IL CONSIGLIO DI STATO

DELLA REPUBBLICA E CANTONE TICINO

 

in applicazione della legge organica patriziale del 28 aprile 1992, in particolare dell’art. 112,

decreta:

TITOLO I

Norme generali

 

Principi della gestione finanziaria e della contabilità

Art. 11La gestione finanziaria è retta dai principi della legalità, dell’equilibrio finanziario, dalla parsimonia, dall’economicità, dalla causalità e dalla compensazione dei vantaggi.

2La contabilità deve permettere una visione chiara, completa e veridica della gestione finanziaria, del patrimonio e dei debiti del patriziato.

 

Art. 2[1]

 

Legati e fondi

Art. 31I conti inerenti ai legati e ai fondi speciali di qualsiasi natura, affidati all’amministrazione dell’Ufficio patriziale, sono sottoposti all’approvazione dell’assemblea.

2I legati e i fondi speciali, amministrati dall’Ufficio patriziale, son integrati nel bilancio.

 

TITOLO II

Tenuta dei conti

 

Tenuta della contabilità

Art. 4[2]1La contabilità va tenuta con il sistema della partita doppia.

2Il Dipartimento delle istituzioni, Sezione degli enti locali, elabora i requisiti minimi del piano dei conti da adottare per l’introduzione della partita doppia. Esso definisce pure le regole per l’adattamento del bilancio.

 

Registri contabili

Art. 51I patriziati hanno l’obbligo di tenere i seguenti registri contabili:

a)giornale delle registrazioni;

b)mastro;

c)preventivi e consuntivi.

2I due registri, giornale delle registrazioni e mastro, possono essere riuniti in un giornale mastro.

3Il registro dei preventivi e consuntivi può essere tenuto sotto forma di fogli mobili o tramite sistema di elaborazione elettronica dei dati.

 

Giornale delle registrazioni e mastro

Art. 61Nel giornale delle registrazioni, rispettivamente nel mastro, si iscrivono in ordine cronologico tutte le riscossioni e i pagamenti effettuati attraverso il conto corrente postale, bancario o in contanti.

2Il giornale delle registrazioni e il mastro, si chiudono al 31 dicembre di ogni anno.

 

Contenuto del giornale delle registrazioni

Art. 7Le scritturazioni nel giornale delle registrazioni devono portare il numero di riferimento, la data e una breve descrizione dell’operazione.

 

Documenti giustificativi

Art. 8I documenti giustificativi sono contrassegnati con un numero di riferimento da riprendere nel giornale delle registrazioni in modo da permettere un facile e rapido controllo.

 

 

 

Contenuto del mastro e del giornale mastro

Art. 91Il mastro (registro o schedario) si compone di tante partite quanti sono gli articoli del conto preventivo e di quelle necessarie per le registrazioni relative ai residui dei precedenti esercizi e del conto degli investimenti.

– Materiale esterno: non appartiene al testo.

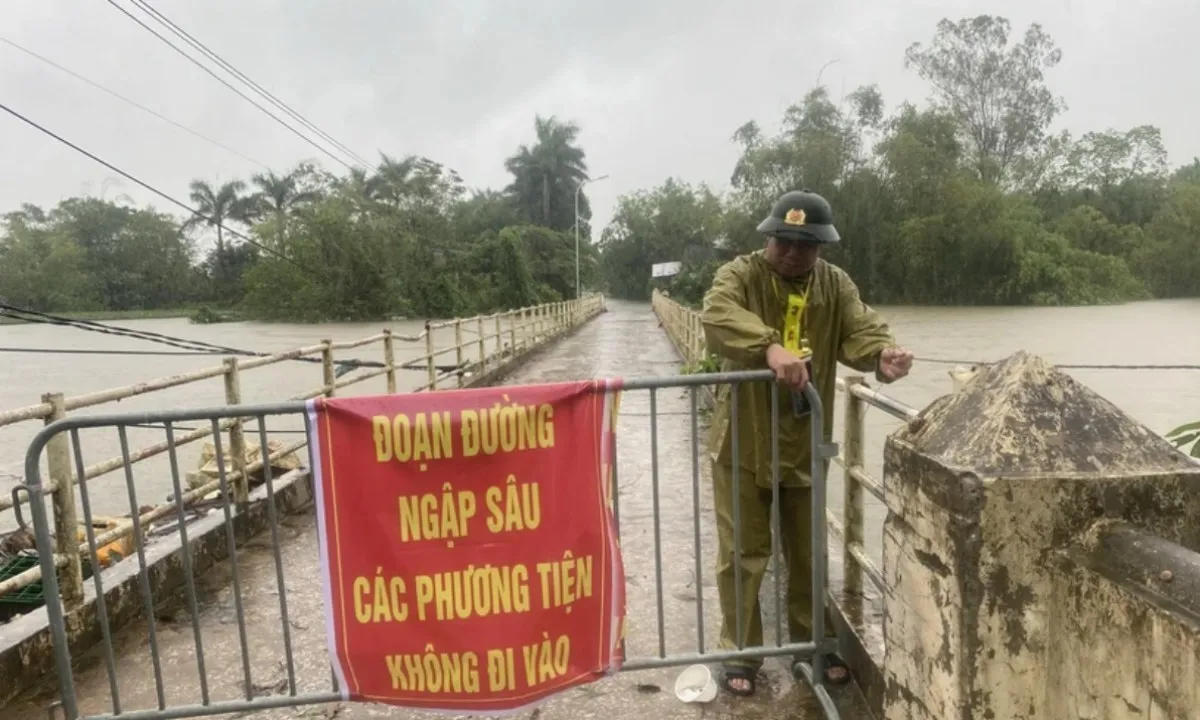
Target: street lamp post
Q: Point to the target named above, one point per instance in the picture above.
(579, 291)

2Il giornale mastro (registro) si compone di tante partite quante sono le categorie del conto di gestione corrente e di quelle necessarie per le registrazioni relative ai residui dei precedenti esercizi e del conto degli investimenti.

 

Chiusura dell’esercizio

Art. 101Alla chiusura dell’esercizio le registrazioni riportate alle partite del mastro, rispettivamente del giornale mastro, sono addizionate.

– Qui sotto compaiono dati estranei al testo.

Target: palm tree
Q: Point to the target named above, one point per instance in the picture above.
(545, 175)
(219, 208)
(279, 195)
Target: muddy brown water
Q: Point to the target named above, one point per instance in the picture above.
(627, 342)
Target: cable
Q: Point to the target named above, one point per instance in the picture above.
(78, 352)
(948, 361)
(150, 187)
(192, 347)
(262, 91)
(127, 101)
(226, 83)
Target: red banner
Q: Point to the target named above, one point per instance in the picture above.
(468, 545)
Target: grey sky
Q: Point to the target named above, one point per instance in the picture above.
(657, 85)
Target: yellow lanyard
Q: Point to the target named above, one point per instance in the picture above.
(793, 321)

2I totali delle diverse partite devono corrispondere nel loro complesso al totale delle entrate, rispettivamente delle uscite figuranti nel giornale delle registrazioni.

 

TITOLO III

Riscossioni e pagamenti

 

Traffico dei pagamenti

Art. 111Il traffico dei pagamenti va effettuato ordinariamente per mezzo del conto corrente postale o bancario.

2Le riscossioni e i pagamenti eseguiti personalmente a mano (“BREVI MANU”), non sono ammessi, fatta eccezione per le operazioni di piccola cassa; a tal fine l’Ufficio patriziale designa le persone autorizzate a riscuotere e a pagare per conto del patriziato.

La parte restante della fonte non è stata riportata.